In the previous homework, we found ORF candidates in the SARS-CoV-2 genome and applied some filtering to reduce the number of ORFs we have to check. We then used NCBI's BLAST to find similar sequences in other organisms, which have already been annotated. We were then able to infer whether or not our ORF candidates were genes, and if they were, what they do. We would like to go through this process again, but this time, everyone from NCBI decided to go on a yearlong cruise around the world, and their servers just happened to go down with nobody to fix them. So we are left to fend for ourselves.

We have already run our ORF finder and, having applied some clever filtering, we have managed to narrow down our search to five ORFs. We will use our MiniBLAST implementation to test each of these ORFs to known, annotated sequences from three known coronaviruses, hoping to find a good match. A good match would mean that our ORF is most likely a gene, and since we know what the gene does in the reference virus, we will assume it does the same in SARS-CoV-2.

**TASK:**
We randomly pick three viruses -- Human-SARS, Bat-CoV RaTG13, and Pangolin-CoV MP789 -- to use as reference genomes. We are given 5 ORFs from SARS-CoV-2 that we found in the previous homework. It is our job to determine their function i.e. what gene they code for.

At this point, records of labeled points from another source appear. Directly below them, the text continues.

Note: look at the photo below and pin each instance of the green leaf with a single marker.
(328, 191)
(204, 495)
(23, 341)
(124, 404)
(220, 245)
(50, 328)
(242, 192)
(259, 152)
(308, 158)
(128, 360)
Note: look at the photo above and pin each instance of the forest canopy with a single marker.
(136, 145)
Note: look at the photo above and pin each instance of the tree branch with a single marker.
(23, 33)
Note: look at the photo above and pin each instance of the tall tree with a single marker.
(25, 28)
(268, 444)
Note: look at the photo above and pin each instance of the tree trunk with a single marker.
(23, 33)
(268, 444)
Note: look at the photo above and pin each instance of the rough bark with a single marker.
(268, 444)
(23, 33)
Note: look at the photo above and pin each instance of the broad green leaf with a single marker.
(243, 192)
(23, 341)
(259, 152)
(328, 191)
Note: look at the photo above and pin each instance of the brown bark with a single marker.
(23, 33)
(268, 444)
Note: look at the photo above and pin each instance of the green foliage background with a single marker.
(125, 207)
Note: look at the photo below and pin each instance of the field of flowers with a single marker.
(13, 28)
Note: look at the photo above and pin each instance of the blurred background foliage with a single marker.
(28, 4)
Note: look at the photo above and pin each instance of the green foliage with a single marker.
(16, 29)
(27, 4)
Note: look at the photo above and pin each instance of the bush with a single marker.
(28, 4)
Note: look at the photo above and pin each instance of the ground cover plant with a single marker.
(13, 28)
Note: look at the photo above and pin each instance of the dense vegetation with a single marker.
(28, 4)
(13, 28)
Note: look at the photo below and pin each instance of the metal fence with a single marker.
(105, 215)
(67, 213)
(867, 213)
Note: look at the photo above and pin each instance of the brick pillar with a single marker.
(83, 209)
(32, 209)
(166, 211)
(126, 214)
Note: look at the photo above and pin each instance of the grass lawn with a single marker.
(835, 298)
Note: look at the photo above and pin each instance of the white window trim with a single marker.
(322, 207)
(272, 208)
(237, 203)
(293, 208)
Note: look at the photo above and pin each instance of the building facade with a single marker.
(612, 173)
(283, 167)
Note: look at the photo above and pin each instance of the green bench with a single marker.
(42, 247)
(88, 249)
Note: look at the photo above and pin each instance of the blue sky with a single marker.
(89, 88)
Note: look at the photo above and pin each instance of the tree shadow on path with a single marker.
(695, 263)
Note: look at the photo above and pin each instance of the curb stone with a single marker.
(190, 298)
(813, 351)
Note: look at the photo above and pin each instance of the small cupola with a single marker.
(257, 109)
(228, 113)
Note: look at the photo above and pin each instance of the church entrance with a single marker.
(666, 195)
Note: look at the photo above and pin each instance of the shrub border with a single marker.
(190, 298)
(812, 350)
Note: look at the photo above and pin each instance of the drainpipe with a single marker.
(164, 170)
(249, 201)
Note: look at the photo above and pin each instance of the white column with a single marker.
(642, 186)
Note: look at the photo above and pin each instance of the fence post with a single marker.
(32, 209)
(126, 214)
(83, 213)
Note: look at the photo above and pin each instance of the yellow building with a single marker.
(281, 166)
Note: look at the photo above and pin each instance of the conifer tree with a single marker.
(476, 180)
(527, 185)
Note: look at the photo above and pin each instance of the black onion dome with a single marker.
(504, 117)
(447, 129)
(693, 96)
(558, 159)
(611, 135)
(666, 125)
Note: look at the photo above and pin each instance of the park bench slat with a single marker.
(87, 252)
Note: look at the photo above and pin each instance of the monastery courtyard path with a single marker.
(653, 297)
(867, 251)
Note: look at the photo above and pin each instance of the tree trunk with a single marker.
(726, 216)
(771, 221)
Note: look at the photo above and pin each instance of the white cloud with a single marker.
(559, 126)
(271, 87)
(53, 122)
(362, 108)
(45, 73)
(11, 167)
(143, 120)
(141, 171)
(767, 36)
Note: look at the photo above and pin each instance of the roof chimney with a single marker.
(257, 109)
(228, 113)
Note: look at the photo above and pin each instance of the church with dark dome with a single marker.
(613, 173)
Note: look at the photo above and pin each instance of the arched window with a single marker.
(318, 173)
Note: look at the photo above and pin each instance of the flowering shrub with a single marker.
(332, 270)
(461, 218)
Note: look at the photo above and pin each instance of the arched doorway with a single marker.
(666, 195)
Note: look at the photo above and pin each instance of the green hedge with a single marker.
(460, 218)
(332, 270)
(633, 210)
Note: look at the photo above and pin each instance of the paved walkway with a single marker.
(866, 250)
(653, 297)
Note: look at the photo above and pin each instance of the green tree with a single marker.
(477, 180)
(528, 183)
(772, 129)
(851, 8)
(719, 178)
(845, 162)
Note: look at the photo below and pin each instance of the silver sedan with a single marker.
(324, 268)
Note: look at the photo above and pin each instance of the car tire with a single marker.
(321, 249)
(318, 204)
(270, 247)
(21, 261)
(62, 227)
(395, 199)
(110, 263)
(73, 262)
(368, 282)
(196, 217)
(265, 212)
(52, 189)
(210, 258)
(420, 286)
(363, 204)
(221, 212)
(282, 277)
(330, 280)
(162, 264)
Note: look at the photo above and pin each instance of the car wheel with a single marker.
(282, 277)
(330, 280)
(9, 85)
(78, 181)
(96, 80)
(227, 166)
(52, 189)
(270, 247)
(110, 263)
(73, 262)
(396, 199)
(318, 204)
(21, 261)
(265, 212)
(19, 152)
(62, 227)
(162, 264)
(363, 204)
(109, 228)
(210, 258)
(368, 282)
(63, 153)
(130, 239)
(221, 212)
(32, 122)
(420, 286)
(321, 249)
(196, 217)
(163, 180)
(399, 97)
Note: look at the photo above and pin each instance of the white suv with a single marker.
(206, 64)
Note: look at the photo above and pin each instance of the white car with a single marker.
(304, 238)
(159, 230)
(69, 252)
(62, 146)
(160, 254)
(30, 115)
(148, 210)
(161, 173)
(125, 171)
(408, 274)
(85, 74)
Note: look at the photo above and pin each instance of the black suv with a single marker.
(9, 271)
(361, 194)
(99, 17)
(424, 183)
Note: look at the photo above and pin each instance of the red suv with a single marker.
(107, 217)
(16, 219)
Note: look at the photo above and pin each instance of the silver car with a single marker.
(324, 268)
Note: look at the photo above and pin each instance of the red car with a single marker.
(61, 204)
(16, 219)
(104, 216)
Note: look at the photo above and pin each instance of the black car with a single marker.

For each ORF, calculate the local alignment to all annotated protein sequences from the three reference genomes. Score each alignment by counting the number of matching symbols in the aligned sequences e.g. A-TT and A-GG has similarity 2 (similarily to Hamming distance, but reversed).

Save your answers into the `orf_matches` variable as indicated in the cell below. Each ORF should be assigned a *closest-organism*, indicating in which reference virus the closest match was found, as well as a *homologous-gene*, indicating which gene the ORF matched to. Note any interesting observations into the `orf_comments` variable.
**[10 points]**

In [None]:
reference_genomes = [
    "Human-SARS",
    "Bat-CoV RaTG13",
    "Pangolin-CoV MP789",
]
query = "Human-SARS-CoV-2"

We first have to build up our reference database. To do this, look through all the coding regions (CDS) on each reference genome, extract it, and convert it to a protein sequence. Remember which gene each protein sequence belongs to, e.g. ORF1a, spike protein, ...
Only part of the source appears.